She raised an eyebrow in disbelief, but didn’t call me out on it. Instead she suggested, “You could always ask Doug.”
Meg giggled at the hint of mischief in Mary’s voice.
God, I love these women. Each of them was strong in their own way, and I was blessed to have them in my life. It was strange how, at this stage of life, the three-decade difference in our ages didn’t matter. Mary was in her mid-fifties, Meg and Emily were in their mid-twenties, and I was in the middle.
We sipped our coffees and teas, chatting about random things for a few more minutes before Meg burst out, “I can’t take it anymore, you have to tell us about your date with Doug!”

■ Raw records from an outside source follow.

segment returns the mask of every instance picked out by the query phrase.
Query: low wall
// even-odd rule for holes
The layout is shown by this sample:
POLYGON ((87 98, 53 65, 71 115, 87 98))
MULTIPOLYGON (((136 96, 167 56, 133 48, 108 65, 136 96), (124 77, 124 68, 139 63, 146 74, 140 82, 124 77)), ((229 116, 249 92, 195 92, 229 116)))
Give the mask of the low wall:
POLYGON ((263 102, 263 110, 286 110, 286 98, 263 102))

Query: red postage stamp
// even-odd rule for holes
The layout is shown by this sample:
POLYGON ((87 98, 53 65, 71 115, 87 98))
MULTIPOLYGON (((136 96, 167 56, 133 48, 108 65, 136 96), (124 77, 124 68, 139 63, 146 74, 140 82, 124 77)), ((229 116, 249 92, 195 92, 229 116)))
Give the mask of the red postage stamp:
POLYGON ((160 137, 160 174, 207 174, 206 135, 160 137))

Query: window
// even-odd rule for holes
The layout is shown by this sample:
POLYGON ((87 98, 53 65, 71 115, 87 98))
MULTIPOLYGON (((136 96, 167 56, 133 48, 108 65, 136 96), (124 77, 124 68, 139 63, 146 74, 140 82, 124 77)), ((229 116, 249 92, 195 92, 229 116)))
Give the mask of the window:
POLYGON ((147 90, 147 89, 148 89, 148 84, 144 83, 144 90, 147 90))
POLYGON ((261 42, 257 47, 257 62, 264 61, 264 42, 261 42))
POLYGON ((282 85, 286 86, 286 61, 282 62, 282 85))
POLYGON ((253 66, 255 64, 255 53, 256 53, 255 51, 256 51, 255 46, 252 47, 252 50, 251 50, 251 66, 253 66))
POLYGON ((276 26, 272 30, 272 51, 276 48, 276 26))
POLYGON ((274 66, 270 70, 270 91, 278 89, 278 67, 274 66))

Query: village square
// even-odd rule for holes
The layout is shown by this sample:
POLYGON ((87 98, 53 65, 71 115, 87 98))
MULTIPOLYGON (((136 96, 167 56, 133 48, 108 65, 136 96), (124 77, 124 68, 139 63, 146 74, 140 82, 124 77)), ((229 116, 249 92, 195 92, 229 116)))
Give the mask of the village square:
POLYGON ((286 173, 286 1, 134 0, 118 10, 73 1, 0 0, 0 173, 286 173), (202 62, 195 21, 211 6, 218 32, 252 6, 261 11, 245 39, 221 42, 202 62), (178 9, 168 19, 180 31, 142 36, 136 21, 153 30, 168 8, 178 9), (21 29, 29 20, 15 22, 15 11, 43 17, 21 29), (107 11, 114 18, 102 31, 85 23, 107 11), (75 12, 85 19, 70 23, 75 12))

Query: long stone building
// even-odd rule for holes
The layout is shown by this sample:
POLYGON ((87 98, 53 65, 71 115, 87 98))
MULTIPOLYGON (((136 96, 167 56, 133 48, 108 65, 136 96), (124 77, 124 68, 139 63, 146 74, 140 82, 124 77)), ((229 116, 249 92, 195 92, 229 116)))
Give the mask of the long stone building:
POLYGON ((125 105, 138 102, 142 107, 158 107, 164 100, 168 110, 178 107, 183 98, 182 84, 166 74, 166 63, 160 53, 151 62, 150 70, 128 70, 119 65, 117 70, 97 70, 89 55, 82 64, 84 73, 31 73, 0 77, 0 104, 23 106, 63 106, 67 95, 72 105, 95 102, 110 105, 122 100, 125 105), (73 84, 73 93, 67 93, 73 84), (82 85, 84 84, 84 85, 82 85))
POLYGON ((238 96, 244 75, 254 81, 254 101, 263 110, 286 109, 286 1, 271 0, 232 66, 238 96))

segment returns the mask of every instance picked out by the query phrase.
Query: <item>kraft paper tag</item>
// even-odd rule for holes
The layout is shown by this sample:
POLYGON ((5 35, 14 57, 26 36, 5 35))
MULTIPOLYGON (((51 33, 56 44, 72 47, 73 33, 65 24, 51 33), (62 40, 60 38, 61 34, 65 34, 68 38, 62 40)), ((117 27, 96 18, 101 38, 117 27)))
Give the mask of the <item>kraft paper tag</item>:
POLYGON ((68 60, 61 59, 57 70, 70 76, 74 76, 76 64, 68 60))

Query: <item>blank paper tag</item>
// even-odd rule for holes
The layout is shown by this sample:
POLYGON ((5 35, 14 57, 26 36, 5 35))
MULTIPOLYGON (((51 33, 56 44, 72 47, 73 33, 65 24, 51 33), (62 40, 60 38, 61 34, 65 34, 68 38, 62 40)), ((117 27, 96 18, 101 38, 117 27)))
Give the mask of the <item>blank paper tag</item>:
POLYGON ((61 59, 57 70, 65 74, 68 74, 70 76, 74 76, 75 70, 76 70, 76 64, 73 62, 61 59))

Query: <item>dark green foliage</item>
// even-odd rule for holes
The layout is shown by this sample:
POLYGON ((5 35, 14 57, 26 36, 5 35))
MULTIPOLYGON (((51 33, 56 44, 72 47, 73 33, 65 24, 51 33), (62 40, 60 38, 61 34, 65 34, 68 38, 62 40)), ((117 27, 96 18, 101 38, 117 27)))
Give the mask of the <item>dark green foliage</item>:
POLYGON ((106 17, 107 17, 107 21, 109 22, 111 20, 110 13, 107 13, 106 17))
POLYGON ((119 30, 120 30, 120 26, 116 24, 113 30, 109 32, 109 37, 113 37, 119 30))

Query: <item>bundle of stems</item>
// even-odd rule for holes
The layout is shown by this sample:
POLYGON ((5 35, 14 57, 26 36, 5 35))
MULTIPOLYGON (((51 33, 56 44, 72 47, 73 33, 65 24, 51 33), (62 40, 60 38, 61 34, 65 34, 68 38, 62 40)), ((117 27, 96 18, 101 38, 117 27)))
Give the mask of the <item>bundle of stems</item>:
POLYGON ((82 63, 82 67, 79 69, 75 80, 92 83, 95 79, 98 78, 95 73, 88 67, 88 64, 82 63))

Mary already knew about it, so she didn’t join in when Meg and Emily squealed as I told them about our evening. They wanted details about the goodbye kiss, but I wasn’t willing to share that detail, so I said, “A lady doesn’t kiss and tell.”
To my surprise, they let it go.
I asked the group, “Did you know he’s only thirty-two?”
Emily shook her head, as Meg said, “Really? I knew he was older than Jamie, but not by how much. I kinda assumed he was older than that.”
“Is that an issue?” Mary asked.
“I don’t think so, but I’m too old to have any more kids. What if he decides he wants his own?” I hadn’t meant to voice my fear out loud, but it was too late to take it back. I trusted them, but things had a way of spreading in our group and I didn’t want it getting back to Doug and causing issues. The last thing he needed was to hear my fears from someone else.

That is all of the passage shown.